Media consumers are usually too busy paying attention to content to consider the channels through which it arrives. Yet the nature of those channels and the rules governing them have historically had a huge, unacknowledged role in creating and shaping what we read, watch and listen to.
The motion picture business was founded by people who owned tiny movie houses; the future moguls knew nothing about making films, but they owned the exhibition outlets, and needed content to sell tickets for. So they learned, and they shot, and they founded the studios. Channel preceded content, and gave birth to Hollywood.
Channel control has long prefigured media development. In the electronic age, wherever the creative artists went, the engineers had gotten there first.

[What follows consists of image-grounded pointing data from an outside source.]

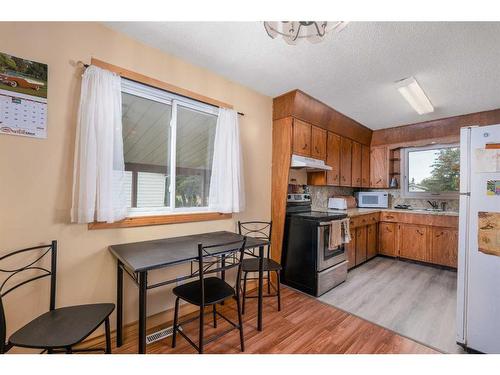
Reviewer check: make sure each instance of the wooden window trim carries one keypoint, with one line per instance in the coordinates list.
(137, 77)
(143, 221)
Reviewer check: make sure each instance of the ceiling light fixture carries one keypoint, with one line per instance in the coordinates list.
(414, 95)
(294, 31)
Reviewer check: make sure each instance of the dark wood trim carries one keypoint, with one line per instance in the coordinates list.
(302, 106)
(142, 221)
(445, 130)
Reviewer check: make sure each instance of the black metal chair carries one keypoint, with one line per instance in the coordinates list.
(262, 230)
(211, 290)
(57, 330)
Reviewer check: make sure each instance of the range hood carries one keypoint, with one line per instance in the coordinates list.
(302, 162)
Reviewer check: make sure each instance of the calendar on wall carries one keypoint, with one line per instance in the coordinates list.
(23, 97)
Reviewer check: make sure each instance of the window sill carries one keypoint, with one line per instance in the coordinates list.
(142, 221)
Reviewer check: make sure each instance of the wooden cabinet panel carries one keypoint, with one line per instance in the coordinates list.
(379, 167)
(301, 138)
(363, 220)
(333, 159)
(351, 249)
(387, 239)
(318, 143)
(447, 221)
(345, 161)
(365, 166)
(444, 246)
(413, 241)
(361, 233)
(371, 241)
(356, 165)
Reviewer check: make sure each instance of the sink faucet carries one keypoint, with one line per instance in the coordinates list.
(434, 204)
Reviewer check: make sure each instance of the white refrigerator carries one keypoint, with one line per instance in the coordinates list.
(478, 288)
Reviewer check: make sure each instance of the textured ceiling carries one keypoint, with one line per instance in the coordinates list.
(457, 64)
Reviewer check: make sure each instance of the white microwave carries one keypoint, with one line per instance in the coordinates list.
(372, 199)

Broadcasting started out as the late 1920s brainchild of people who made and sold radio sets. They wanted to give customers a reason to buy their receivers, so they then began making programs and transmitting them over the air. First came the distribution channels, content followed.
FM radio languished for 30 years until the 1960s, when regulators told station owners they could no longer fill the high-quality FM band with the same programs they were putting out on scratchy AM. Suddenly huge bandwidth opened up, perfect for audio engineered for clarity — and the revolution in alternative rock was born.
And the feds’ 1962 insistence that all TV sets be equipped to receive signals broadcast in the UHF range – another 60-some channels on top of the four or five that most consumers received — broke the network stranglehold on TV broadcasting and started the industry down the road to the multi-channel cable explosion.
That brief history lesson goes some way toward explaining why today’s controversy over so-called net neutrality matters.
Net neutrality is the policy that has barred the companies that furnish Internet connections from playing favorites. It means Internet
service providers (ISPs) cannot, for instance, offer one website faster and cleaner downloads to its customers just because it’s owned by an ISP or because it pays ISPs a premium.
Consider your telephone: It connects you to everybody just as quickly and clearly as anybody else, regardless of who it is, what they’re saying, and whether they’re in partnership—or in competition—with the people who own your local phone company.
Net neutrality really means channel neutrality, and has been hotly disputed for several years now. The telecom companies that dominate the ISP industry—behemoths like Comcast and Verizon—are insisting that their ability to stay profitable and technologically advanced requires that they customize their prices to the quality of their services.
That means ISPs could create toll-based fast lanes, and charge content providers accordingly. Top-shelf content companies like Google, Facebook, YouTube and Netflix would be charged at higher rates, presumably, which would leave few ordinary consumers in tears.
But it could also mean that watching online videos would become risky, with the quality depending on whether the companies that posted them are paying top dollar. As Delara Derakhshani of Consumers Union said: “It could create a tiered Internet where consumers either pay more for content and speed, or get left behind with fewer choices.”
Worse, for online entrepreneurs the ability to reach customers—and online audiences are notoriously impatient with delays and interconnect glitches—could be a huge drag on startups. As Cory Doctorow wrote memorably in the Guardian:
“If you think of a business idea that’s better than any that have come before – if you’re ready to do to Google what Google did to Altavista; if you’re ready to do to the iPod what the iPod did to the Walkman; if you’re ready to do to Netflix what Netflix did to cable TV – you have to start out with a bribery war chest that beats out the firms that clawed their way to the top back when there was a fairer playing-field.”
Net neutrality has been in play for several years, and in February, after the courts had tossed its latest effort, the Federal Communications Commission (FCC) said it would try for a third time to write rules. Its formal proposal is expected in mid-May.
Based on advance disclosures, the FCC will continue to exempt mobile applications (the most dynamic sector of the digital world) and will, to the dismay of open Internet supporters, support discriminatory pricing as long as it’s “commercially reasonable,” something regulators would determine on a case-by-case basis.
How might the way Internet channels are ruled affect online content? Without question, it would consolidate privilege and rank, and benefit the have’s over the wanna-be’s. And it would authorize a long-term skim of Internet dollars to benefit the most leadenly industrial sector of the business—the utilities that rent out the pipes.
This comes at a time when the most brazen telecommunications merger proposal in decades is pending—the $45 billion marriage of Time Warner Cable and Comcast, which is already the country’s biggest provider of broadband links. The result would be a giant with control of 19 of 20 top markets, and 40 percent of Internet service nationwide.
A retreat from net neutrality would ramp up the pricing and service discretion this new colossus would exercise, as potential supplicants like Netflix—mindful that Comcast already owns NBC Universal—are pointing out in dismay.
And what about online content creators? It would be ironic if, at a time when they despair of ever devising durable ways to get paid by the consumers they serve, the most dramatic revenue innovation in the business would shunt money not to the content side, but to the delivery services they have no choice but to depend on.